Sarà proprio questa vivacità del culto mariano che porterà papa Pio IX ad affrontare la questione dell’Immacolata Concezione in vista di una definitiva proclamazione del dogma. L’opinione assolutamente favorevole alla definizione del dogma spinse il pontefice alla preparazione della bolla Ineffabilis Deus con la quale fu definito il dogma della Immacolata Concezione: “Dopo aver offerto a Dio, attraverso il suo Figlio, nell’umiltà e nel digiuno, le preghiere della Chiesa e le nostre, perché si degnasse di dirigere e confermare il nostro pensiero con la grazia dello Spirito Santo, invocando l’aiuto della Chiesa trionfante ed implorando con gemiti lo Spirito Santo stesso, con la sua assistenza, a onore della Santa e individua trinità, – ad onore e decoro della Vergine Madre di Dio, a esaltazione della fede cattolica e per lo sviluppo della religione cristiana, – con l’autorità di Nostro Signore Gesù Cristo, dei Santi Apostoli Pietro e Paolo e Nostra, dichiariamo, pronunciamo e definiamo che la dottrina la quale ritiene che la beatissima Vergine Maria, per singolare grazia e privilegio di Dio Onnipotente a lei concesso in vista dei meriti di Gesù Cristo, salvatore del genere umano, sia stata preservata da ogni macchia di colpa originale fin dal primo istante della sua creazione, è stata da Dio rivelata, ed è perciò da credere fermamente”.

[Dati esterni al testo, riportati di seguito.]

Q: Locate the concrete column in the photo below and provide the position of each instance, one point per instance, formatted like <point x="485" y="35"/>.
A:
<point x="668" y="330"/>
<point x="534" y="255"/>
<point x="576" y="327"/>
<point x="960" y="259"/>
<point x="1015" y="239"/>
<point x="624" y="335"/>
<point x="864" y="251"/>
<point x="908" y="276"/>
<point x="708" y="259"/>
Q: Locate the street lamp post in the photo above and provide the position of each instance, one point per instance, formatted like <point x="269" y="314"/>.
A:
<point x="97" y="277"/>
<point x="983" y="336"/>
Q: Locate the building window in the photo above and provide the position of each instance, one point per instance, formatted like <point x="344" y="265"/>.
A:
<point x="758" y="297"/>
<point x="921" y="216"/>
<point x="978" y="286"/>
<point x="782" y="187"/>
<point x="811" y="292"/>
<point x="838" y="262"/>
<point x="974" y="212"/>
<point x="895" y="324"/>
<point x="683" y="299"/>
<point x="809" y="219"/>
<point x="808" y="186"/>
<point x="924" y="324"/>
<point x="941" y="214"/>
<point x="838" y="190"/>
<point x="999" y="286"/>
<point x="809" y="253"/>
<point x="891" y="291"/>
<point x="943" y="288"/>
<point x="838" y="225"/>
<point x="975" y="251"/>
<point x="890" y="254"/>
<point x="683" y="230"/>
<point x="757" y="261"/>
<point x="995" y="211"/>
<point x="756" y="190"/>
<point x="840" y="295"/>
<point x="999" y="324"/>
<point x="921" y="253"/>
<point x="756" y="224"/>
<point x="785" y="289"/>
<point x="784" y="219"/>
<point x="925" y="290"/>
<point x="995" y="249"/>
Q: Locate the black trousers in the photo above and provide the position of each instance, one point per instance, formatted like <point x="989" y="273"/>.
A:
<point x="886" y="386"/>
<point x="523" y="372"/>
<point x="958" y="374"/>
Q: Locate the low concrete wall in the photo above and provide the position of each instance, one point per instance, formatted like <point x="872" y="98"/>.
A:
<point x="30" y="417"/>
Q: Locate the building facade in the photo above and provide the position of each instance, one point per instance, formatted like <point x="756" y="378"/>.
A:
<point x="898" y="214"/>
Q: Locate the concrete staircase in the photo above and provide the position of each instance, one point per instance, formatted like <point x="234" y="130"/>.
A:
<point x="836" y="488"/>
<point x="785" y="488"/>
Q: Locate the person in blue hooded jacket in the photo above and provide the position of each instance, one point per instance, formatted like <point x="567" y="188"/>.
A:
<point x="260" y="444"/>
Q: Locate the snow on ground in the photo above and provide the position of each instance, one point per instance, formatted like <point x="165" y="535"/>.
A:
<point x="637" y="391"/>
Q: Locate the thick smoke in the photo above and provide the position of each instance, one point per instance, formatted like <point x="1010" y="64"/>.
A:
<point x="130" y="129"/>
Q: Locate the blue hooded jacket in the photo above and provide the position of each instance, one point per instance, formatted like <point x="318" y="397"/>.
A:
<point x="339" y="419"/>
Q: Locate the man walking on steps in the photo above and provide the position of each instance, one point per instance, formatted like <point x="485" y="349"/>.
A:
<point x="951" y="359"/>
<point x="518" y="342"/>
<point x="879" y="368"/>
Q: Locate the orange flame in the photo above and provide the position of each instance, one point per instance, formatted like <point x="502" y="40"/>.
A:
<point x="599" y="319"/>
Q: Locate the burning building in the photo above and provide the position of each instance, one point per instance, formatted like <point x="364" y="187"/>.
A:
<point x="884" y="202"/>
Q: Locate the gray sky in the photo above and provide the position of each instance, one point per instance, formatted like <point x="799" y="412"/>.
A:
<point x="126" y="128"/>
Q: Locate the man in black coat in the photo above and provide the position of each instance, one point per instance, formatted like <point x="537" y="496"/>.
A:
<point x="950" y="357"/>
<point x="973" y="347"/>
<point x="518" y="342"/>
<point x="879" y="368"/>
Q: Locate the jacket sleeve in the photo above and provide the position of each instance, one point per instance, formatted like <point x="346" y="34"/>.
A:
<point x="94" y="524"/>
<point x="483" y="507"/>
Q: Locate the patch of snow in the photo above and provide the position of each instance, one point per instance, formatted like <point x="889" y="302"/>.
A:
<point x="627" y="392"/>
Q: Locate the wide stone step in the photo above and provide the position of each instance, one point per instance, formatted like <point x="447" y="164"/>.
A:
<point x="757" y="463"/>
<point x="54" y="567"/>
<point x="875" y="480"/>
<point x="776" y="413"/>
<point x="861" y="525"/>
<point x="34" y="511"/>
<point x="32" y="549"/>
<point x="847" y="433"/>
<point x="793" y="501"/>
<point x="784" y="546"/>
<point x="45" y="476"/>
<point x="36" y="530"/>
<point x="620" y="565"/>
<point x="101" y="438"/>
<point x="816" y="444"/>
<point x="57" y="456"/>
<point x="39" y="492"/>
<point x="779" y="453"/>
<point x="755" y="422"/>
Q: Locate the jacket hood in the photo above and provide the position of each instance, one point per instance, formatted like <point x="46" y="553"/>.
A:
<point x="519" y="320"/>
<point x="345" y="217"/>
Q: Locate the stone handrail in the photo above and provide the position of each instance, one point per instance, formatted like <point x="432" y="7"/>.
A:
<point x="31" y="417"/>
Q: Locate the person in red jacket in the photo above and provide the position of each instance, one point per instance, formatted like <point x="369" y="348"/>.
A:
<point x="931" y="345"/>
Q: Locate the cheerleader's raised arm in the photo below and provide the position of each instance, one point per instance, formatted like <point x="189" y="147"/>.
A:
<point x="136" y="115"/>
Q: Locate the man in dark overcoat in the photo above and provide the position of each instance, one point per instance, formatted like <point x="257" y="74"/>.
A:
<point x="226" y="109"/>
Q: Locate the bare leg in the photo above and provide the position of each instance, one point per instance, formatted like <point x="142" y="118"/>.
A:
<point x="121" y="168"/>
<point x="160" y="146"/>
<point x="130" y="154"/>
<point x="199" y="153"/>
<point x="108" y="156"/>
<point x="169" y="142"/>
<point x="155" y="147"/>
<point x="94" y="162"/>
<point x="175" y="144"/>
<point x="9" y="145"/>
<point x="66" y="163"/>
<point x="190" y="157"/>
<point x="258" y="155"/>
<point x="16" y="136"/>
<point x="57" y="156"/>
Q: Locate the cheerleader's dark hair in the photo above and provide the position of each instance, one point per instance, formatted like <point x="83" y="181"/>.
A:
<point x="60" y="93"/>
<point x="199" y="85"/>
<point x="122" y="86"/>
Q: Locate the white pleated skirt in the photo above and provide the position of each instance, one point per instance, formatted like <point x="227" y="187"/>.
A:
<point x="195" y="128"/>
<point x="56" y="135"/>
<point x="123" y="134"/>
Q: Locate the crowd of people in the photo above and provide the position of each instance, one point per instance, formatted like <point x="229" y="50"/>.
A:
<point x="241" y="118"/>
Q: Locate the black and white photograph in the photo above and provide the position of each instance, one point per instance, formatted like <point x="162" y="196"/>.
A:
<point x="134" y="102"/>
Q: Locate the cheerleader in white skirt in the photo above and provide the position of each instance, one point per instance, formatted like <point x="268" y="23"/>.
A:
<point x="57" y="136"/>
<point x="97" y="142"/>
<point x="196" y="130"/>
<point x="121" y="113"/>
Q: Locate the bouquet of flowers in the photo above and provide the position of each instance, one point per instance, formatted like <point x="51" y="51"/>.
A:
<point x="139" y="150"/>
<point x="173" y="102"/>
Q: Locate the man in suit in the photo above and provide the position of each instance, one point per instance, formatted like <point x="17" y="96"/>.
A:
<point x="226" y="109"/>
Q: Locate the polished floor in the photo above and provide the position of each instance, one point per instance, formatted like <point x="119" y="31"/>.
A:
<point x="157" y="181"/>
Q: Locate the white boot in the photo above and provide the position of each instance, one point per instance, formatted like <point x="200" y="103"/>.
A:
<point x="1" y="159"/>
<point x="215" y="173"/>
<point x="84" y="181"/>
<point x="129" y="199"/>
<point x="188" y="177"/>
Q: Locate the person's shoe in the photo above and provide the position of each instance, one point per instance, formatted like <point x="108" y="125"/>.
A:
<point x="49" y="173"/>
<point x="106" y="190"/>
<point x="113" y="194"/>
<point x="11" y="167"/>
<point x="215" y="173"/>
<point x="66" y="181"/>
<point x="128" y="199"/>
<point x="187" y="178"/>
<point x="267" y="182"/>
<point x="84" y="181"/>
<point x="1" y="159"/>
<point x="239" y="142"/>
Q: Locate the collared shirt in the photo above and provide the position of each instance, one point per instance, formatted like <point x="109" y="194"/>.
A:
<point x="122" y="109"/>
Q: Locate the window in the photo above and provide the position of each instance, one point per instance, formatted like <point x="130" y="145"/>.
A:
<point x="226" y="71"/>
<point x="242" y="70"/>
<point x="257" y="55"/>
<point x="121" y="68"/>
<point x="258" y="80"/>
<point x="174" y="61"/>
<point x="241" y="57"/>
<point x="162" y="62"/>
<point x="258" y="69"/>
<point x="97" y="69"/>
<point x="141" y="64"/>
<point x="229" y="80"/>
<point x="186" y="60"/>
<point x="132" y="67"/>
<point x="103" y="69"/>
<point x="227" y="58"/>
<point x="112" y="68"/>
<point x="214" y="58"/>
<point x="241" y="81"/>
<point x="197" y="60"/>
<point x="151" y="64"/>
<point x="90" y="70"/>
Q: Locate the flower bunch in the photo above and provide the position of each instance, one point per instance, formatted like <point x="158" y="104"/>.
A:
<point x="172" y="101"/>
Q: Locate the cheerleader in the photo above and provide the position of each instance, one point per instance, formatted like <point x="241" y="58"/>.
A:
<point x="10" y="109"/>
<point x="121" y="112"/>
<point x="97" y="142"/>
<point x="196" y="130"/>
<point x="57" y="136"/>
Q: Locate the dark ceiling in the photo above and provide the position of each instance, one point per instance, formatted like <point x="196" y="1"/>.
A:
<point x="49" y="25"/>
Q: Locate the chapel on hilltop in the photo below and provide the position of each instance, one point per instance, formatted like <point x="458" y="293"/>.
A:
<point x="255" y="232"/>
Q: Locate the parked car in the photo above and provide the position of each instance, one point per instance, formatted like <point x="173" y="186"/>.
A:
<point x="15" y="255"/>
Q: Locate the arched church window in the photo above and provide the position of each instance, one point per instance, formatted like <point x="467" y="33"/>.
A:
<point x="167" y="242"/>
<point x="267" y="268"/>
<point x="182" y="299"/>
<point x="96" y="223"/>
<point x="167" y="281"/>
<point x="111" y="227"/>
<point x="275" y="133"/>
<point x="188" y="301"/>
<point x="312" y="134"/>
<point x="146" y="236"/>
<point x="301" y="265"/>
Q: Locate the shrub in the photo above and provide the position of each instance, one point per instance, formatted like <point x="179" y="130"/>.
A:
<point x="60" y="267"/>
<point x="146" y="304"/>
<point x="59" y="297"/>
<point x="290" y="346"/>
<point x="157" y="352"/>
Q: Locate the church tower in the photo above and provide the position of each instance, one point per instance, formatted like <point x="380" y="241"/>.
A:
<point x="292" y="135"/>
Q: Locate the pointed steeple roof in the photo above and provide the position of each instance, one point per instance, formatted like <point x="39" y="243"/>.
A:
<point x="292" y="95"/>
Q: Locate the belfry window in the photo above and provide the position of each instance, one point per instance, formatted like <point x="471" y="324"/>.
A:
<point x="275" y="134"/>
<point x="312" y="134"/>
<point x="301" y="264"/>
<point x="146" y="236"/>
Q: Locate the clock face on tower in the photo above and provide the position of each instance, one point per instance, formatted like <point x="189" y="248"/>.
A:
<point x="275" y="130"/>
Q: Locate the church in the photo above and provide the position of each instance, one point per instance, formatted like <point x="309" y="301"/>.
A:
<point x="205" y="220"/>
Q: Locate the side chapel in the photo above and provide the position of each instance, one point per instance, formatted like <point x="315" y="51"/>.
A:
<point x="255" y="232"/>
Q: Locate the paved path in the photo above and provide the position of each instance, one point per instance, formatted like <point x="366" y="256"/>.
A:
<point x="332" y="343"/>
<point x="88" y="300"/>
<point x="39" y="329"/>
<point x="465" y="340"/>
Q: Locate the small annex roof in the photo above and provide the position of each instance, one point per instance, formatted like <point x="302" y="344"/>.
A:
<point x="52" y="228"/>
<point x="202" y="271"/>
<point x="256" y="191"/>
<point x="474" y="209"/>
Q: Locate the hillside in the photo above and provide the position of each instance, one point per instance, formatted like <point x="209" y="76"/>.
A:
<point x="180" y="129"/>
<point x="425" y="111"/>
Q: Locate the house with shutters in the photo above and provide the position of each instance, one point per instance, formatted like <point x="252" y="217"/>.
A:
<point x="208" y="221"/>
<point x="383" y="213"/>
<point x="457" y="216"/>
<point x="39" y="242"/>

L’Arcidiocesi e la città di Gaeta, come ebbe a dire il Santo Padre Giovanni Paolo II, nella storica Visita del 25 giugno 1989, sono la culla del dogma dell’Immacolata Concezione.
Da qui, infatti, il Beato Pio IX, durante il periodo della sua permanenza a Gaeta (1848), pregando davanti alla bella immagine dell’Immacolata nella Cappella d’Oro, andò confermandosi nella definitiva decisione della proclamazione di quel dogma.
Da Gaeta il 2 febbraio 1849 emanò l’enciclica Ubi Primum, con la quale chiedeva a tutti i Vescovi della Chiesa di esprimere il proprio parere in merito. Il risultato di quel “concilio di carta”, come lo aveva definito San Leonardo da Porto Maurizio, evangelizzatore delle nostre terre, fu la solenne proclamazione del dogma.
Solo quattro anni dopo questa solenne dichiarazione del Papa, quasi a conferma e sigillo, la Vergine Santissima, presso la grotta di Massabielle-Lourdes, in aspetto giovanile e affabile, vestita di candido abito e candido mantello, cinta di una fascia azzurra, alla fanciulla, Bernadette Soubirous, che con insistenza chiedeva il nome di colei che si era degnata di apparirle, elevando gli occhi al cielo e con soave sorriso rispose: “io sono l’Immacolata Concezione”.
Il metodo seguito nella bolla dogmatica, partendo dal consenso attuale della Chiesa e interpretando in questa luce le testimonianze passate, apriva nuove vie alla teologia, largamente seguite da quel momento.
Al momento della definizione, nel 1854, esistevano in tutta la Chiesa latina tre formulari
di Messa e Ufficio, ma Pio IX sollecitato da molti vescovi e per sua decisione ordinò nel 1863 la redazione di un nuovo testo liturgico che rispondesse alla definizione dogmatica e rendesse con precisione la verità definita. Il testo definitivo, preparato da Mons. Bartolini, segretario della Congregazione dei riti, fu approvato il 27 agosto del 1863. La festa fu denominata dell’Immacolata Concezione.